Ese día sentía que el carretón estaba más pesado que nunca. Qué raro, pensaba, si siempre traía lo mismo. Había salido de madrugada a la Vega, tenía que llegar a tiempo a instalar su puesto en la feria libre, le sonaba a burla el libre, que iba a ser libre ella, si desde niña tuvo que trabajar. Hace años, cuando vivía con sus padres, y ayudaba a sembrar, desmalezar y cosechar, era experta en papas, tomates y también en melones y sandías. Cuidar chanchos y gallinas ya la tenían hastiada, un día lo decidió, se vendría a Santiago. Lo sentía mucho, no tenía alternativa, quería tener su propia vida, sabía los sacrificios que le significaba a ella y el sufrimiento para sus viejos cuando lo supieran, los padres siempre lloran cuando se les va un hijo, y una hija regalona con mayor razón. No le fue fácil acostumbrase a su nueva vida, pasó muchas pellejerías, vivir en pensiones —eso fue después que en la casa de un familiar donde llegó, le dijeron que no la podían tener más. Ahora recuerda las pocas veces que fue al cine y sobre todo una película, algo de la colina se llamaba. Se trataba de un campo disciplinario militar, le impactó el protagonista, un preso que junto a sus compañeros los obligaban todos los días a subir una colina de arena, incansablemente, de sol a sol, con su mochila de reglamento. Le hizo mucho sentido con su vida, sobre todo ahora que día a día debe salir con su carretón, sonríe tristemente para sí y piensa, yo tengo mi propia mochila, y qué le va hacer, los tres hijos tienen que comer, pero se sabe responsable y apechuga nomás. De su marido mejor no hablar, él siempre fue irresponsable, después de todo sintió alivio cuando se fue, su madre siempre decía “mejor sola, que mal acompañada”; son sabios los consejos de los viejos. Por lo menos en la feria, entre sus colegas, encontraba apoyo, la gente mientras más humilde es más solidaria, lo sabía por experiencia propia. Si hoy tienes un hijo enfermo, o cualquier otro descalabro, muy pronto se corre una lista para apoyarla con plata, o por lo menos con palabras de aliento, es bueno sentirse parte de una comunidad. Una de esas madrugadas se detuvo, a leer un escrito en la pared, nunca lo había visto, seguramente lo pintaron esa noche, lo leía y releía:
“Y aunque no lo creas ganaremos nosotros los más sencillos, aunque no lo creas, ganaremos, ganaremos”.

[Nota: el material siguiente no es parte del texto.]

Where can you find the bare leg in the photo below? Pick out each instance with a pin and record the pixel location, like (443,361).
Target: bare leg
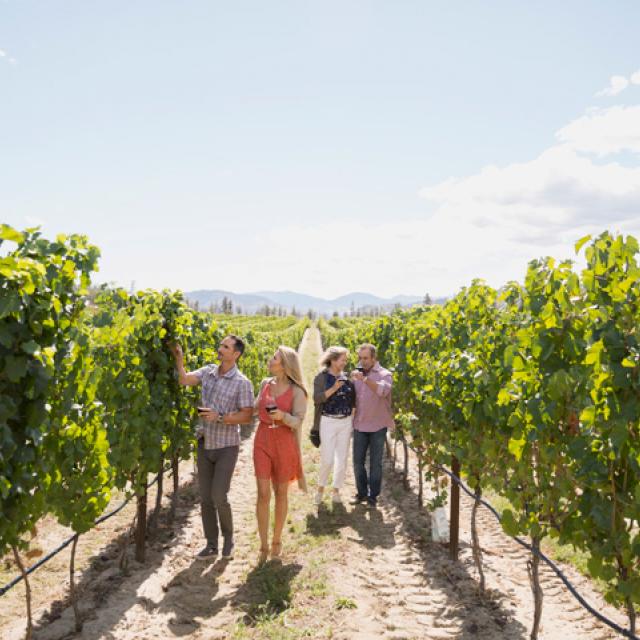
(282,506)
(262,513)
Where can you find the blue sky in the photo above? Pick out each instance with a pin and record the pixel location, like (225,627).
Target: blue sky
(324,147)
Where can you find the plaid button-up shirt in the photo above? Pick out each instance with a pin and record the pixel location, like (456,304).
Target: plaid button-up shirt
(225,393)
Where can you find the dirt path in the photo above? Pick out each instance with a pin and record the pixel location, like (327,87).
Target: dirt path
(346,572)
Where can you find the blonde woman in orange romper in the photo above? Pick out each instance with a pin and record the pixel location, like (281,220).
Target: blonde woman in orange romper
(281,406)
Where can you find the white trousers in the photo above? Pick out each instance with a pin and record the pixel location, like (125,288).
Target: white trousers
(335,435)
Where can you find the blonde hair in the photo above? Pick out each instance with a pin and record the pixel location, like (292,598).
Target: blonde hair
(332,354)
(291,365)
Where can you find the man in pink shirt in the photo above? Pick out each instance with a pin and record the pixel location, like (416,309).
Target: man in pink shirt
(372,419)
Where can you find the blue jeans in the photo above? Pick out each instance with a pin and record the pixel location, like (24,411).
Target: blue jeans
(363,440)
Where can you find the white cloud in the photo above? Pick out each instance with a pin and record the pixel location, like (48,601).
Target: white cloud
(616,85)
(604,131)
(487,225)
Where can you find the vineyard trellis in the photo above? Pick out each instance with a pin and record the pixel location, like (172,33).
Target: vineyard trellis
(535,388)
(89,400)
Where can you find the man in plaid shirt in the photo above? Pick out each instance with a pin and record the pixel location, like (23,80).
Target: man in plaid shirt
(227,395)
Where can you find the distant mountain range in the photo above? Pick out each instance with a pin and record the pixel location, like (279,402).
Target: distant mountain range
(252,302)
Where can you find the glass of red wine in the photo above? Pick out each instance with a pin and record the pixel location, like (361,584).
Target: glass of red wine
(270,408)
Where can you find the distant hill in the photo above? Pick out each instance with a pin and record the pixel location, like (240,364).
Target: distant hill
(252,302)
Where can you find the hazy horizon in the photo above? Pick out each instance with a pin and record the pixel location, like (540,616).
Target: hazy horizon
(325,148)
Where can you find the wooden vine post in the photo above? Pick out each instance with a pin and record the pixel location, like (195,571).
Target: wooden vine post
(454,516)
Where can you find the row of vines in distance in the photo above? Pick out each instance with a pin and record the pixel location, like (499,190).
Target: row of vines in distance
(535,388)
(89,399)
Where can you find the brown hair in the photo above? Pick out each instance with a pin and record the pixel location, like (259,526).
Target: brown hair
(332,354)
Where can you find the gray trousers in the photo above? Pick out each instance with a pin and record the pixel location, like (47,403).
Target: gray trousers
(215,469)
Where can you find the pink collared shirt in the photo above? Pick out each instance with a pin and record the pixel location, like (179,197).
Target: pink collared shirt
(373,408)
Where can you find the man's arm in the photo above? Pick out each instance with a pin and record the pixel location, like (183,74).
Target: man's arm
(242,416)
(184,378)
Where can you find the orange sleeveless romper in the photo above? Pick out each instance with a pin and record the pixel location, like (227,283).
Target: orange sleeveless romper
(276,455)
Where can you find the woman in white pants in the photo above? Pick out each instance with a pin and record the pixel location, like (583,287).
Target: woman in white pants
(334,399)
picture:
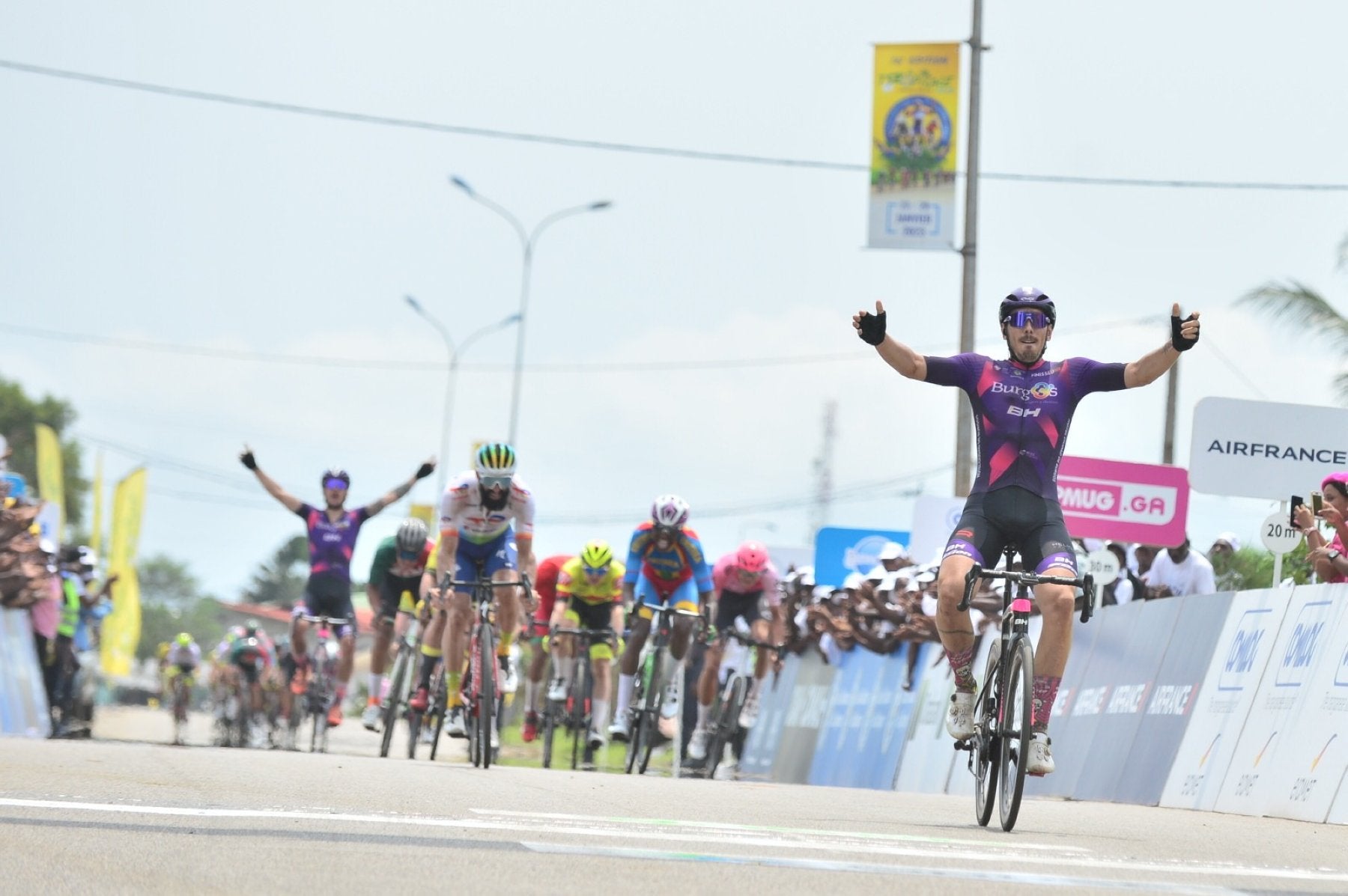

No sabía que era un poema de Neruda, pero le hizo sentido, memorizó quién lo firmaba, la brigada Chacón, en los días posteriores siguió dándole vuelta a lo leído. Todos los días se detenía cuando venía con su carretón con verduras a leerlo, y así como decidió dejar su casa y familia, para aventurarse en Santiago, así, con la misma decisión tomó contacto —después de preguntar entre la chiquillería del barrio— con los autores del mural, se puso muy contenta cuando la aceptaron en el grupo. Empezó a dejar pequeños espacios de sus ocupaciones para dedicárselo a este nueva faceta de su vida, brigadista de la Chacón. Tenía un sentido innato para la propaganda, primero cumplió como “loro” —avisar cuando venían los pacos—, su primer aporte en serio fue cuando aprendió a “filetear”. Se trataba de hacer el contorno de las letras, para después rellenarlas, cada día se esmeró más en su aprendizaje, pero no hablaba de sus cosas personales, era muy reservada. Ni nos dimos cuenta cuando ya estaba enseñando las técnicas de los papelógrafos, inventó una plantilla de una simple carpeta de cartulina, que permitía hacer todas las letras del abecedario. Empezaron a pedir que fuera a otros lugares. En Pudahuel, Lo Prado, La Florida supieron de su arte, y de su dedicación, también de su simpatía. Todos querían aprender con ella, cómo lo hacía para madrugar yendo a la Vega, atender su puesto en la feria y dedicarse a sus pequeños hijos, solo ella lo sabía. A veces me encontraba con ella, en las mañanas cuando se iba a instalar a la feria, invierno y verano, Claudia Antonia cargaba su mochila, no tenía alternativa. Un día empezó a faltar a su trabajo, ya no se escuchaba pasar su carretón, con el característico rechinar de sus ruedas metálicas, igual dejó de asistir a sus charlas de “propa”. Preocupados fuimos a su casa, nos atendió una persona que no conocíamos, nos dijo escuetamente:
—Claudia Antonia ya no vive aquí.
Esto fue en la época de la dictadura militar, aún la recuerdo con cariño, qué sería de ella. Cuando paso frente a un mural o un papelógrafo, lo miro detenidamente, con la secreta esperanza, de encontrar en ellos una señal de su particular modo de “filetear” o algún rastro de sus enseñanzas.